By Oscar Wolfe
Adults aren’t the only ones who march. We kids want to make a difference too. After the election results, we were just as surprised as any adult was. And just as emotional, frustrated, and worried. Sadly, I was not able to participate in the march because of conflicts. But I thought it was so great that my cousins Ruby Manesis, 11, and Molly Pfeifer, 14, travelled all the way from Chicago to Washington D.C. by bus to be at the Women’s March on Saturday. They’re already back in Chicago. I talked to Ruby and Molly about what is was like to be in the march in D.C.
Kids can make a difference. Women’s rights are human rights.
Why did you want to go to Washington D.C.? Why not march closer to your home in Chicago?
Ruby: We were planning on going to Washington before any of the other marches were planned. We heard about Washington, and thought it would be really cool.
Molly: I feel really great knowing that because we signed up for the DC march so early, we were part of the reason why the other sister marches were made possible.
Did you want to march, or was it your mom’s idea?
Ruby: She found out about it, but I was all for it, and I was really excited about it.
Molly: Our moms did encourage us in the first place, but I didn’t need much convincing. The idea of the march is really important to me, so I was more than happy to go on this trip.
Do you think girls are more affected by the election results than boys? Why did it need to be a “Women’s” march?
Ruby: What Trump has said maybe has affected women more. I think we needed to all come together, now especially, because of this election. There were men there, too. It was a march for a lot of different causes. We just need to come together right now and support each other.
Molly: I think I am more affected than boys. I do think it is important for boys to know and care about these types of issues, and it is totally fine that there were men at the march, but there are differences. We are now on our 45th male president. Not only have there been 45 male presidents, our 45th one also has no respect towards women whatsoever. The things that Trump says about women are really scary. Boys may understand that what Trump is saying is not okay, but are not impacted in the same way as girls when it comes to women’s rights.
Do you think participating in a march makes a difference?
Ruby: I do. All of the world was doing it. And they all started because of [the march in] Washington. So being there, it was like were were contributing to all of the marches. It was good to be there— inspiring other people.

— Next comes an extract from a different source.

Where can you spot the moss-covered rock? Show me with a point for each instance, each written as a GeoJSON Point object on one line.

Molly: Yes, I really think I personally made a difference. Every person there counted. Also, the marches are not the only step taken towards equality. Because so many people, including me, were at the march, that causes more women’s rights campaigns to start. Every person who showed support in being there helped to set more actions to take place in the future.
So what was the actual march like?
Ruby: It was very cool…there were soooo many people there! When we were marching in the streets, the streets were just filled with people coming from all directions. It was awe inspiring.
Molly: It was really powerful being there. When marching, I felt really excited to be involved in such an important movement. It was very cool to chant along with the crowd and see all the pink around me. It was really nice to see that so many people care, not only about women’s rights, but important rights regarding equality, such as LGBTQ rights, black lives matter, and healthcare policies.
How was the bus ride from Chicago to Washington D.C.?
Ruby: We thought we were going to be on a pretty nice bus, but they were a bus short, and had to call another. It was kind of old and dirty. One of our friends said it was cause over comfort, and we agreed. Overall, it was a really cool experience to be on a bus with all those people and go across the country.
Molly: To be honest, the bus was a downside to the trip. The other buses filled up very quickly, so we were stuck with “the last bus to leave Chicago.” There were no outlets, gum on the seats, and practically no space. However, although sleeping was pretty uncomfortable, it was still fun to spend time together and go through states I hadn’t been to before.
Any advice about other ways kids can get involved?
Ruby: I think you should see what’s happening in your town or state, see if there’s anything you can get involved with. There are a lot of things going on right now, and you can participate.
Molly: Because of the success in the marches, the people who originally started them are creating more campaigns. Every 10 days for the next 100 days, a new important action will take place. This way, even if you were not able to march, you can still make a difference.